Le pic destructeur n'est pas arrivé dans une séquence ordonnée que les villages auraient pu préparer uniquement par calendrier. Il s'est construit à travers des explosions successives, puis s'est ouvert lors des phases catastrophiques des 3 et 4 avril. D'ici là, la montagne avait déjà redéfini les termes pratiques de la survie. Les personnes qui auraient pu autrefois compter sur le volcan comme un point de repère l'ont trouvé transformé en une source obscurcie de chaleur, de cendres et de panique. Pour ceux qui se trouvaient le plus près de l'évent, l'éruption n'était pas un spectacle mais une atmosphère : étouffante, brûlante, désorientante et impossible à fuir sans le temps que beaucoup n'avaient pas.

La violence a également remodelé le paysage de manière visible et mesurable. Les cendres ont enseveli les champs. Les sédiments et les débris sont entrés dans les ruisseaux. Près du volcan, la terre a été dépouillée de sa végétation et reconfigurée en terrain volcanique brut. Les animaux sont morts par dizaines dans les zones les plus proches de l'évent. Les effets immédiats de l'éruption étaient donc écologiques ainsi qu'humains : elle a endommagé l'agriculture, empoisonné l'air et l'eau, et laissé derrière elle des dépôts qui ont modifié la façon dont la terre serait utilisée et mémorisée. Dans les semaines qui ont suivi, le nuage sombre de la montagne est devenu un marqueur géographique de dévastation, mais le sol lui-même portait les preuves plus aiguës.

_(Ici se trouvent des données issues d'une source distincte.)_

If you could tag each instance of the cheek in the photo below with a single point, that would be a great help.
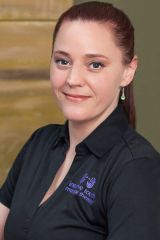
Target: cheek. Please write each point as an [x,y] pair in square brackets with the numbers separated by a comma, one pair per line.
[57,78]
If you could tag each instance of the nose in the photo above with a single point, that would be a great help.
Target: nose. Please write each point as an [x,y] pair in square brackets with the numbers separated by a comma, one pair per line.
[75,77]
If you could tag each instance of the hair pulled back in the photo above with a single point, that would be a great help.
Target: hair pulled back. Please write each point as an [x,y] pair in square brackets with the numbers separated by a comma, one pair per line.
[123,32]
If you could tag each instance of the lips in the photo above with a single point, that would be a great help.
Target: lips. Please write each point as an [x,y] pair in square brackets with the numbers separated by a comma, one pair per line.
[76,97]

Le fardeau humanitaire d'une telle éruption est souvent le plus clair lors des premières tentatives d'atteindre les survivants. Une fois que les cendres se sont suffisamment installées pour permettre le mouvement, les secouristes ont été confrontés à des routes compromises par des débris et à une visibilité réduite par une brume persistante. Les villages les plus proches du volcan devaient être approchés à travers un terrain que l'éruption avait déjà retourné contre eux. En ce sens, la catastrophe n'était pas confinée au moment de l'explosion. Elle s'étendait à l'accès, à l'aide, au long travail de recherche de ceux qui restaient et de ceux qui ne pouvaient pas être trouvés. La catastrophe était donc à la fois violente et administrative : violente dans les explosions de la montagne, administrative dans les dossiers incomplets et la compréhension tardive de ce qui s'était passé.

Au moment où la phase la plus violente s'est apaisée, la catastrophe avait déjà fait son pire. L'éruption continuerait à avoir des conséquences pendant des mois dans l'atmosphère et pendant des années dans la vie de ceux en dessous, mais le fait central de la catastrophe était désormais fixé : un volcan non surveillé avait explosé avec suffisamment de violence pour tuer environ 2 000 personnes, et le monde avait été trop tard pour apprendre à quel point il était dangereux.

Alors que les cendres se déposaient, les premiers secouristes essayaient déjà d'atteindre les gens à travers un paysage que le volcan avait retourné contre eux.